While Casino Royale has been labelled as being as necessary a rebooting of a franchise as Batman Begins was to Batman and Robin, I always thought that was somewhat unfair on the previous entry. Despite Die Another Day‘s excesses and cartoonish absurdities, I saw it as a celebration of Bond to mark the 20th film and the 40th anniversary, and it was therefore allowed to go a bit loopy. Clearly the producers thought a change of tact was in order, and it has certainly been a controversial process. From Pierce Brosnan’s pay disputes, dropping him altogether, the search for a new Bond, the eventual selection of Daniel Craig, taking the character back to his roots by using the original novel (an idea Quentin Tarantino had also proposed when he offered to make an R-rated Bond film with Brosnan)…the path to Bond 21 has been littered with bumps and knocks. So it’s pretty amazing that something so good came out at the end.
I never understood the whole brouhaha surrounding the choice of Craig as Bond, in that he’s been excellent in pretty much everything I’ve seen him in. That he has already achieved such an impressive bank of work demonstrated that he was to approach the character of James Bond with all the attention a role such as this requires. And he does absolute wonders, flitting from brutal coldness to lady charmer to razor wit with genuine ease. In terms of the Bonds that have gone before, you could perhaps say he’s most like Connery but it would be unfair to suggest that there’s an element of mimicry going on, as Craig’s Bond is his own and totally believable. He even displays character development – though that’s as much to do with the writing and this being the ‘genesis’ of the Bond character as much as anything.
Indeed, where the film genuinely succeeds is in how the Bond traditions are present and correct but they all have a logic and a purpose behind them that feels genuinely embedded in reality. Of course, there are the occasional flights of fancy but they still feel wholly grounded. Similarly, the dialogue rarely strays into Carry On… innuendo clangers, remaining snappy and sharp throughout.
In terms of the supporting cast, Judi Dench appears to relish the chance to put Bond in his place now he’s reverted back to a fresh-faced whipper-snapper of a 00 agent. She clearly doesn’t like Bond but there’s a mutual respect that their brief exchanges absolutely convey. Mads Mikkelsen is superb as Le Chiffre, who is more human than any of the pantomime villains that usually parade around their massive lairs. He’s certainly unpleasant but there’s a sense of tragedy behind his bleeding eye that make his scenes with Bond electrifyingly tense. But it’s Eva Green as Vesper Lynd who’s the biggest revelation. The dialogue between her and Craig sparks with wonderful zings and one-upmanship, and the sensitive relationship that develops between them provides the emotional core to the kind of film that rarely has one.
I’ve spent most of this review blabbing on about acting, dialogue and character development, yet I haven’t even touched on the action sequences that Bond films are best remembered for. It’s not to say they aren’t spectacular (the bathroom beating, the parkour chase, the airport bomb plot), but they seem somewhat muted compared to what are actually the film’s finest scenes – the actual poker game central to the plot (and its interruptions) and the perfectly-pitched torture scene, which balances the pain/humour element thanks to some great Bond quippery.

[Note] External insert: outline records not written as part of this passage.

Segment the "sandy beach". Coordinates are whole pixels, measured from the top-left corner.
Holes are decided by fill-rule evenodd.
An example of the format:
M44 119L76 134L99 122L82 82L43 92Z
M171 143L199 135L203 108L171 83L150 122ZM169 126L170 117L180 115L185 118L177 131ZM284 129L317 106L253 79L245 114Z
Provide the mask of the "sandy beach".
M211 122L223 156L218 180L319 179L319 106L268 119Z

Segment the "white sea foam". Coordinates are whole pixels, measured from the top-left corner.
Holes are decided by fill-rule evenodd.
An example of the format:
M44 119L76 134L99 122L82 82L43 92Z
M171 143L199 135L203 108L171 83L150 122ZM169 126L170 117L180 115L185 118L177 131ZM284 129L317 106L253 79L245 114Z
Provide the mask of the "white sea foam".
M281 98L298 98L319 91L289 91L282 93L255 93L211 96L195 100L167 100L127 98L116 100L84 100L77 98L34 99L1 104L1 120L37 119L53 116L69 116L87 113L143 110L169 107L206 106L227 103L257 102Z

If there are flaws, they do little to upset the overall impression of the film. There’s a little bit of unnecessary jet-setting (Bond’s spur of the moment trip to Miami moves the plot along a fraction and has some good stunts, but seems more like an excuse to stick in a Richard Branson cameo and take a trip to Gunther von Hagens’ Bodyworks exhibition) and there’s the odd dodgy CG backdrop. And despite having successfully rebooted the Bond franchise twice, I still don’t think Martin Campbell’s all that great a director. That this film looks and feels so radically different to GoldenEye either suggests he’s upped his game or just does what the writers, editors and producers tell him – maybe it’s just because he looks like Karl Pilkington.
Nevertheless, it remains to be seen whether the tone can be maintained to successive Bond films. But for now, Casino Royale has proved that Bond is as exciting now as ever. This isn’t just a great Bond film, but it’s a great film in it’s own right. The film’s good. Very good.